The exhibition brings together a selection of pieces created for Ceramica Gatti 1928, of which Anastasio is the creative director, and several designs conceived for Foscarini. Exceptionally, three lustre ceramics from the Persian Middle Ages from the collection of the Museum of Oriental Art in Turin will be on display.
The exhibition is organised by the Instituto Italiano in collaboration with Ceramica Gatti 1928, Foscarini and the Museum of Oriental Art in Turin, under the auspices of the Italian Embassy.
The pieces on display are the result of research carried out by Anastasio in the workshop’s archives, searching for a repertoire of forms and materials used over the decades. Taking this archive as a reference and questioning it in relation to our present, the designer has tried to find those moments in the history of the decorative arts that could be significant today, as an opportunity to reflect on and confront a series of themes that are increasingly central to his work: the relationship between tradition and modernity, the formal manifestation of trauma, fragility as a poetic resource and the exploration of the forms of the past as a way of existing in our own time.

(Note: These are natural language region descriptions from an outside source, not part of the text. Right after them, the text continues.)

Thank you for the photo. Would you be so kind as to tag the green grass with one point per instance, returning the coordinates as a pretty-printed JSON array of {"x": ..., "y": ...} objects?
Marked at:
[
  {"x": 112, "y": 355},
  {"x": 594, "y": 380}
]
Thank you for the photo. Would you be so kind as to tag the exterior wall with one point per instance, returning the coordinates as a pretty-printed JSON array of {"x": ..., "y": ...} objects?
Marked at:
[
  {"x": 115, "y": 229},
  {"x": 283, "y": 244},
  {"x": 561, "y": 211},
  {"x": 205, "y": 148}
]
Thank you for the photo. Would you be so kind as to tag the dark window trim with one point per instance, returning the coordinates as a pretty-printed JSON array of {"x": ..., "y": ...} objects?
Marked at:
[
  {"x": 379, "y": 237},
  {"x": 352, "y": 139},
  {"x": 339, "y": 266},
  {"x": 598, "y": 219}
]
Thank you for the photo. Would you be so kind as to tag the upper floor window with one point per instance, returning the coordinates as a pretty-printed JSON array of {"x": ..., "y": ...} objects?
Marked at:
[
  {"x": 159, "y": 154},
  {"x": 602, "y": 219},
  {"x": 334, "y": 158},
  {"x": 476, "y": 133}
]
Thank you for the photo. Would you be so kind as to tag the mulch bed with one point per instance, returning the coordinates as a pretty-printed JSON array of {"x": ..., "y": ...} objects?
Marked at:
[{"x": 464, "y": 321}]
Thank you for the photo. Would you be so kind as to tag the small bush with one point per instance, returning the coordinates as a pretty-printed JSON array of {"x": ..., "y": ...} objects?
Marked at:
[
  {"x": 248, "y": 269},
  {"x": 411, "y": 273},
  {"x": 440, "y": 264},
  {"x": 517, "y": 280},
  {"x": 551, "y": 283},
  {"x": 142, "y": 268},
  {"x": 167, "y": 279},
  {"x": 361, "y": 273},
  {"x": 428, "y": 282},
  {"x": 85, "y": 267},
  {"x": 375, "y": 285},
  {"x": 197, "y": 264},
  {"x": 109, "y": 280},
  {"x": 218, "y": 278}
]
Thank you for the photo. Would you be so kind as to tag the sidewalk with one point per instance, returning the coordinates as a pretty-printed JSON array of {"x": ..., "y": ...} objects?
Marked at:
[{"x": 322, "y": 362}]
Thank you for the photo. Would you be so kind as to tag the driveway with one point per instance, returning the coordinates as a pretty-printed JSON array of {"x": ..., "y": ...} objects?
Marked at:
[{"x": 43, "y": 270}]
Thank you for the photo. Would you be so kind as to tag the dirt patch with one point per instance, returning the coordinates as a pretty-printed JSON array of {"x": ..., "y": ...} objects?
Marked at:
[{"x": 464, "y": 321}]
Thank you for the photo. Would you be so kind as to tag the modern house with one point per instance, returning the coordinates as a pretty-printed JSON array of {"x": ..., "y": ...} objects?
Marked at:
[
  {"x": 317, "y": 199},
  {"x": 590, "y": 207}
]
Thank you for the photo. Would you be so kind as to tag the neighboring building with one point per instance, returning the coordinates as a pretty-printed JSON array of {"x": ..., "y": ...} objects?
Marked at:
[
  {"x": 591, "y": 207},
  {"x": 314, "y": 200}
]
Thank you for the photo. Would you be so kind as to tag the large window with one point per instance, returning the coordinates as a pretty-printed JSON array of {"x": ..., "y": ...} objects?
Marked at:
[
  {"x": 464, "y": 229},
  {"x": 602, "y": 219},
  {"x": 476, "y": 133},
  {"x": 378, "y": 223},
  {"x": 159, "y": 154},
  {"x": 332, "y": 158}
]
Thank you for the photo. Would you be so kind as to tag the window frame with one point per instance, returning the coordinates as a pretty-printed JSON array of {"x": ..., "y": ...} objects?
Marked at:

Andrea Anastasio was born in Rome in 1961. After graduating in philosophy at Ca’ Foscarini University in Venice, he embarked on a cultural journey that led him to collaborate on projects to catalogue Islamic architecture in India, on research into the innovation of traditional craft techniques and on collaborations with architects, publishers and museums. Fascinated by the study of the poetics of conceptual art and its possible convergence with industrial design, he designs furniture and objects for leading Italian companies on the international scene. His research focuses on the manipulation of objects, consumer goods and domestic materials to generate contaminations of languages and meanings.